The network is enduring protests from some Latino groups and the vocal wrath of an Illinois congressman, not to mention the very real prospect that one or more of his rivals will request equal time.

The calculation is that audience size will outweigh the negatives — a bet NBC and all the other networks seem eager to make.

Perhaps no other recent presidential candidate has held so much sway over network bookings, as a Trump appearance holds the promise of a ratings spike.

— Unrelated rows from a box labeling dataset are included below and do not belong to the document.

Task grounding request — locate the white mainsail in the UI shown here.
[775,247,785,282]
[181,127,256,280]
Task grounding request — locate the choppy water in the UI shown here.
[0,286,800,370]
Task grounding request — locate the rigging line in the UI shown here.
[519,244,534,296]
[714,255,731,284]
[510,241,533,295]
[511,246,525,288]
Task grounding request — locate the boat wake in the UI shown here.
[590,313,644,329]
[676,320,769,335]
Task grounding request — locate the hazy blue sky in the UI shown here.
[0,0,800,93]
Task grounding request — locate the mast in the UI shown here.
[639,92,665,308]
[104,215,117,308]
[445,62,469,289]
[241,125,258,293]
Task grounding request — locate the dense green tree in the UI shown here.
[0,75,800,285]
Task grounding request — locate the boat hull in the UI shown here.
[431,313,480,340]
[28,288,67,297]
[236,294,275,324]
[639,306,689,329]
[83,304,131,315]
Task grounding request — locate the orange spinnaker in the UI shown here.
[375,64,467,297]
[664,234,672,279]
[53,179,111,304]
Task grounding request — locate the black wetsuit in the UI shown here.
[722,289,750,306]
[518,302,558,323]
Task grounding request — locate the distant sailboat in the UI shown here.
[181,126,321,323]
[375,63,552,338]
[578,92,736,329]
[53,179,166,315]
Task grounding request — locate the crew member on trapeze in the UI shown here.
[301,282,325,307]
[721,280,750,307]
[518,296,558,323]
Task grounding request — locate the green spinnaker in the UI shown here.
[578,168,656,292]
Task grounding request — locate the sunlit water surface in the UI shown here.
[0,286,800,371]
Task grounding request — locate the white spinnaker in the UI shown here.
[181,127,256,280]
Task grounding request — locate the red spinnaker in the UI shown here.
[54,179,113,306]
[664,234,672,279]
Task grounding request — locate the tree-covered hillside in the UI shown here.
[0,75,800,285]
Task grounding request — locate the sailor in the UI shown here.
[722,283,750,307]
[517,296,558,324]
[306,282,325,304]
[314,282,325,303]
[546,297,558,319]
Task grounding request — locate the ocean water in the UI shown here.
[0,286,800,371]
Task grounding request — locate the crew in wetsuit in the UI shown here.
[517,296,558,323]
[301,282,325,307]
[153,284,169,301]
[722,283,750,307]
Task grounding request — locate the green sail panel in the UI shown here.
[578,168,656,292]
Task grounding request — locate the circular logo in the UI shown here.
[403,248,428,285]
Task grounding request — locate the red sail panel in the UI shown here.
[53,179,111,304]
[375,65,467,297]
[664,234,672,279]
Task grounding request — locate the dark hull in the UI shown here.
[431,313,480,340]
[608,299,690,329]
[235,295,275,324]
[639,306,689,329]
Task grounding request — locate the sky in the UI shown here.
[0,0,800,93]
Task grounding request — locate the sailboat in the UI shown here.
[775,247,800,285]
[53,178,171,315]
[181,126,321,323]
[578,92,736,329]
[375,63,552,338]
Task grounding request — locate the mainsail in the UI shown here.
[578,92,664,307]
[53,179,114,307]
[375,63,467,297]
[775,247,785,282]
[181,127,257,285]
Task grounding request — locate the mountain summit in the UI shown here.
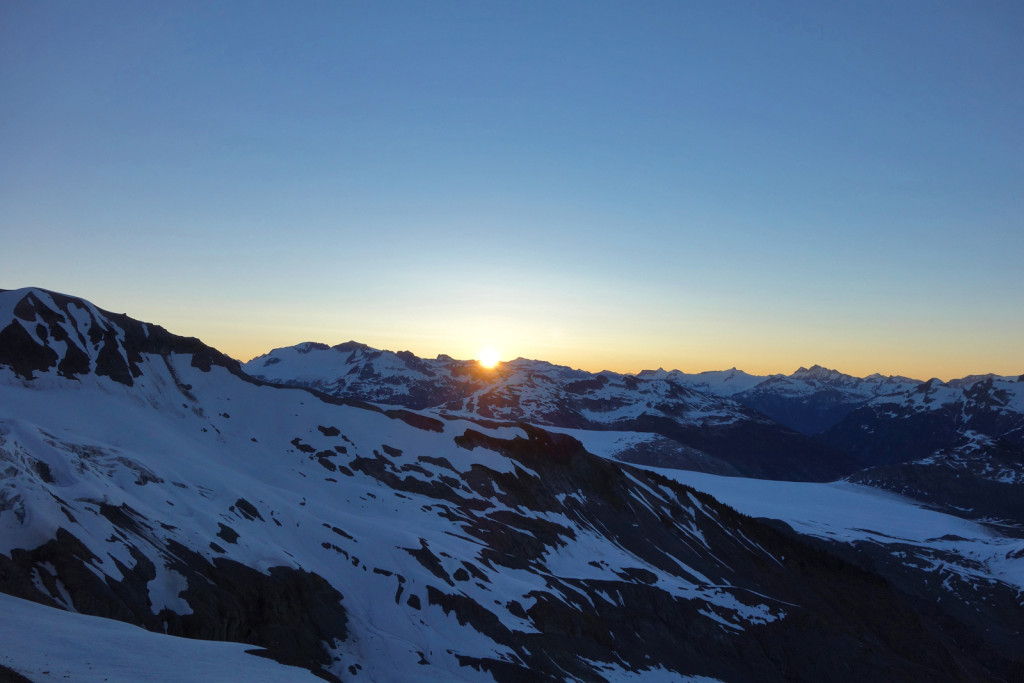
[0,290,1024,681]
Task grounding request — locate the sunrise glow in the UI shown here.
[477,348,501,368]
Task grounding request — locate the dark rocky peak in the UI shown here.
[295,342,331,353]
[0,288,244,386]
[329,340,375,352]
[790,365,857,382]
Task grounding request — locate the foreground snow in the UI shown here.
[0,593,321,683]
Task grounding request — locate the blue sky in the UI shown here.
[0,0,1024,378]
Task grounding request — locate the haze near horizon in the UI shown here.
[0,2,1024,379]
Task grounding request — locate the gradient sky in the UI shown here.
[0,0,1024,379]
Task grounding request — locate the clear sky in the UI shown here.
[0,0,1024,379]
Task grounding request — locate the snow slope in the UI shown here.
[0,593,321,683]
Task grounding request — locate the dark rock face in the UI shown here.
[0,528,347,670]
[6,286,1024,682]
[0,290,247,386]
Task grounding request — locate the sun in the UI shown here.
[477,348,502,368]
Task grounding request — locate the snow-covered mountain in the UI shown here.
[0,290,1024,681]
[243,342,859,481]
[821,376,1024,525]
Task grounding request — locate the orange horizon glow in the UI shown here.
[477,348,502,369]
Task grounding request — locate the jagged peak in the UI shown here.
[0,287,243,386]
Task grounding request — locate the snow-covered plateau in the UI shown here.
[0,289,1024,681]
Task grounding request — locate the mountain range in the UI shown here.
[0,289,1024,681]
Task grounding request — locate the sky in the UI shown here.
[0,0,1024,379]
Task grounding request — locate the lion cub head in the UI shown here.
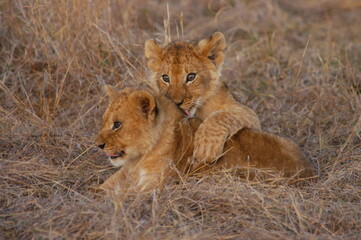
[96,86,156,167]
[145,32,226,115]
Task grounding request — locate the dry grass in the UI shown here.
[0,0,361,239]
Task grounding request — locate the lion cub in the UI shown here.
[145,32,260,167]
[97,87,315,197]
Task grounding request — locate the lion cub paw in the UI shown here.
[193,127,225,166]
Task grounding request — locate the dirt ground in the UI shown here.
[0,0,361,239]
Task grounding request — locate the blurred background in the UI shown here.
[0,0,361,239]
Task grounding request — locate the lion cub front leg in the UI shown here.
[193,107,260,166]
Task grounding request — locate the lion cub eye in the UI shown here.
[186,73,197,82]
[162,74,170,83]
[112,122,122,130]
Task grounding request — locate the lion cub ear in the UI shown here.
[130,90,157,120]
[197,32,227,69]
[144,39,162,72]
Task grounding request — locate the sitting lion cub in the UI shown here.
[145,32,260,167]
[97,87,315,196]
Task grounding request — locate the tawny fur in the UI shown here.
[97,88,316,200]
[145,32,260,167]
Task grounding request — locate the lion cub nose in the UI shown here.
[175,99,184,107]
[98,143,105,149]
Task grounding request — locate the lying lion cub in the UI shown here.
[97,86,315,196]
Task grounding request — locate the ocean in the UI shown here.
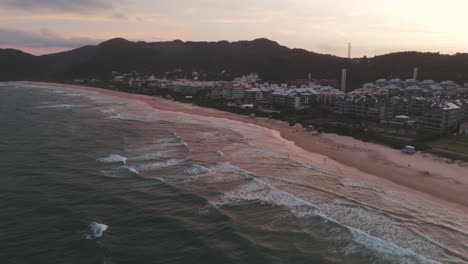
[0,83,468,264]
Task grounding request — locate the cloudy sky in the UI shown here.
[0,0,468,57]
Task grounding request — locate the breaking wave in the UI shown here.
[83,222,109,240]
[97,154,127,164]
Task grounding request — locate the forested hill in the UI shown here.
[0,38,468,88]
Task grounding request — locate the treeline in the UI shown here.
[0,39,468,88]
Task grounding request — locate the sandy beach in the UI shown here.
[24,83,468,213]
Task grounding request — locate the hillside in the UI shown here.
[0,38,468,88]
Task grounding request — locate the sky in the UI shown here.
[0,0,468,57]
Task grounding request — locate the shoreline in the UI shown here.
[21,82,468,213]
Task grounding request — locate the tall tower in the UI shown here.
[413,67,418,80]
[348,43,351,59]
[341,68,347,93]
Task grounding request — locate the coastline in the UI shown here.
[23,82,468,213]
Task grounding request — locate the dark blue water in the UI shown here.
[0,85,463,263]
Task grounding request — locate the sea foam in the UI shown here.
[97,154,127,164]
[83,222,109,240]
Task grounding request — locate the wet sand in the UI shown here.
[24,83,468,213]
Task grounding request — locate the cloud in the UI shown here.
[0,0,114,13]
[0,28,101,49]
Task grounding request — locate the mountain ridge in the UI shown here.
[0,38,468,88]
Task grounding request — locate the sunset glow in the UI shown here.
[0,0,468,57]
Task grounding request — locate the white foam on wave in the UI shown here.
[346,227,440,264]
[119,166,140,175]
[157,136,180,144]
[212,162,253,178]
[83,222,109,240]
[210,164,441,264]
[34,104,84,109]
[130,153,162,161]
[97,154,127,164]
[184,164,210,175]
[212,178,319,217]
[137,159,186,171]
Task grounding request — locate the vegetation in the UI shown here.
[0,39,468,88]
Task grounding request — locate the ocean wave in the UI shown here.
[34,104,85,109]
[212,162,253,179]
[346,227,440,264]
[184,164,210,175]
[83,222,109,240]
[212,179,319,217]
[119,166,140,175]
[210,174,443,264]
[129,153,162,161]
[97,154,127,164]
[137,159,186,171]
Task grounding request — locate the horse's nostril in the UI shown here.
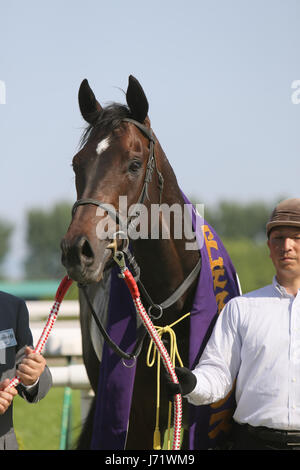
[81,240,94,258]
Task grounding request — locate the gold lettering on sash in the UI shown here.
[202,225,234,439]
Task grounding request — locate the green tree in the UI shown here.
[222,238,275,293]
[204,201,273,240]
[25,202,71,279]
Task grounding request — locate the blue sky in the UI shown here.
[0,0,300,273]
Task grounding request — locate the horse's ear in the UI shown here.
[126,75,149,122]
[78,79,102,124]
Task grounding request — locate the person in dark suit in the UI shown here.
[0,292,52,450]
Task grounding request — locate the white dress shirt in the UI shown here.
[186,277,300,430]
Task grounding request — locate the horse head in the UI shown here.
[61,76,162,283]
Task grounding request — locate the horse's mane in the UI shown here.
[80,103,132,147]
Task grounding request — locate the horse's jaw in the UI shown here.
[62,244,111,285]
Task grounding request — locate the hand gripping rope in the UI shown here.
[8,258,182,450]
[7,276,73,388]
[114,251,182,450]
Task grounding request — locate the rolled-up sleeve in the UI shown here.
[186,299,241,405]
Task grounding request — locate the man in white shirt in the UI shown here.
[173,199,300,450]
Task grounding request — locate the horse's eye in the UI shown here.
[128,160,142,173]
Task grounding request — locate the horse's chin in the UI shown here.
[67,249,111,285]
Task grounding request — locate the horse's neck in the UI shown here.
[133,167,200,313]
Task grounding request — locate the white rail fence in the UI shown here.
[26,300,93,442]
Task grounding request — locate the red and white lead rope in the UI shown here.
[8,267,182,450]
[8,276,73,388]
[121,267,182,450]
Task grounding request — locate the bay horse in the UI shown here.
[61,76,201,450]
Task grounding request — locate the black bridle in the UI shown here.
[72,118,201,359]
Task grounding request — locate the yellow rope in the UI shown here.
[147,313,190,450]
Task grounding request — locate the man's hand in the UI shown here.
[0,379,18,415]
[17,346,46,386]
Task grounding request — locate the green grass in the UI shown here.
[14,387,81,450]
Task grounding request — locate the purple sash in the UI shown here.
[91,195,239,450]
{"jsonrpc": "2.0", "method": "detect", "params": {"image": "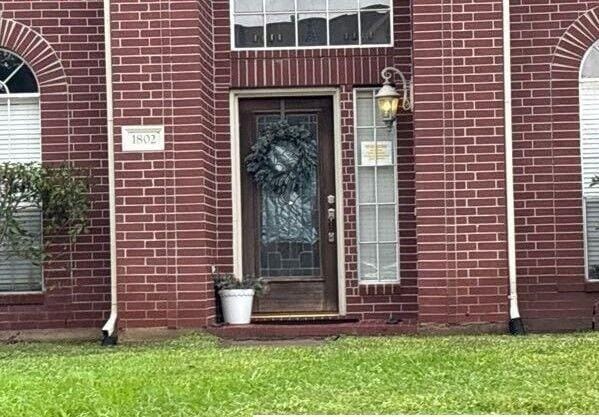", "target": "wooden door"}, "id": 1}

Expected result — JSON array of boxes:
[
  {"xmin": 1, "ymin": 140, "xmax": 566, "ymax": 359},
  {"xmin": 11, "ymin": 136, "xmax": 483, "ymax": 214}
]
[{"xmin": 239, "ymin": 98, "xmax": 338, "ymax": 315}]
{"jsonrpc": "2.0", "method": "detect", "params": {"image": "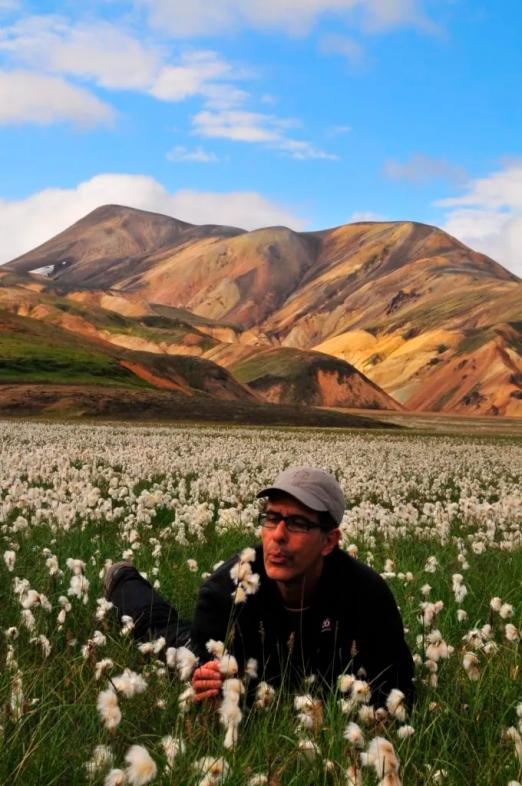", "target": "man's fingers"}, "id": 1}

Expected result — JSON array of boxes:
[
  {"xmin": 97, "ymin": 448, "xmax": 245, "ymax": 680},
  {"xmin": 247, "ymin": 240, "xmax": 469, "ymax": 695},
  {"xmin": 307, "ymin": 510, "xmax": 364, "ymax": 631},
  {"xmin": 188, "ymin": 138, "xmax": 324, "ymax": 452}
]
[
  {"xmin": 192, "ymin": 690, "xmax": 219, "ymax": 701},
  {"xmin": 192, "ymin": 679, "xmax": 221, "ymax": 690}
]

Trump’s sit-down on “The Tonight Show Starring Jimmy Fallon” on Sept. 11 averaged 4.46 million viewers, the largest on a Friday for Fallon in 18 months. His visit to “The Late Show With Stephen Colbert” averaged 4.56 million, the show’s second largest to date (after its premiere), and enough to beat Fallon in total viewers.

Entertaining Arguments
Republican debates have been popular
22.9m Audience for CNN’s Reagan Library debate
24m Audience for Fox News’ Cleveland debate

In August, Fox News chief Roger Ailes called Trump’s attack on Megyn Kelly “as unacceptable as it is disturbing,” and Trump himself has engaged in an on-again, off-again boycott of the network. But his recent interviews have drawn hefty numbers, including on “Fox News Sunday,” which drew its highest ratings in more than six years Oct. 18, with Trump as guest.

After record ratings for Fox News and CNN for coverage of the first two GOP debates, CNBC seemingly had little choice but to accede to the demands of Trump and co-frontrunner Ben Carson not to let the Republicans’ Oct. 28 gathering stretch beyond two hours. When the network initially proposed something longer, and without opening and closing statements, the pair threatened to back out.

The National Hispanic Media Coalition and the National Council of La Raza are among groups that have asked NBC to rescind the “SNL” invitation, criticizing the network for giving Trump the starring role on one of its signature shows not long after severing ties with him in June over derogatory statements he made about undocumented immigrants.

Rep. Luis Gutierrez (D-Ill.) sees it as a matter of degree. “Having Donald Trump as a guest on every news and entertainment program is one thing, but allowing him to host ‘Saturday Night Live’ is another,” he wrote in a letter to NBC and Comcast.

Trump’s appearance also may cost affiliates, as it likely will trigger FCC equal time rules, which allow rival candidates to demand the same length of airplay. NBC may even seek to limit Trump’s overall screen time, out of caution.

In 2003, when Al Sharpton hosted “SNL” as he was starting his campaign for the Democratic nomination, Joseph Lieberman demanded equal time, and was given it on some stations. “I guess the benefits outweigh some of the elements of the headache,” said James Andrew Miller, co-author of “SNL” book “Live From New York.” “This is going to be a huge thing for ‘Saturday Night Live.’ If he were to brush his teeth tomorrow morning and CNN put it on, it would get a number.”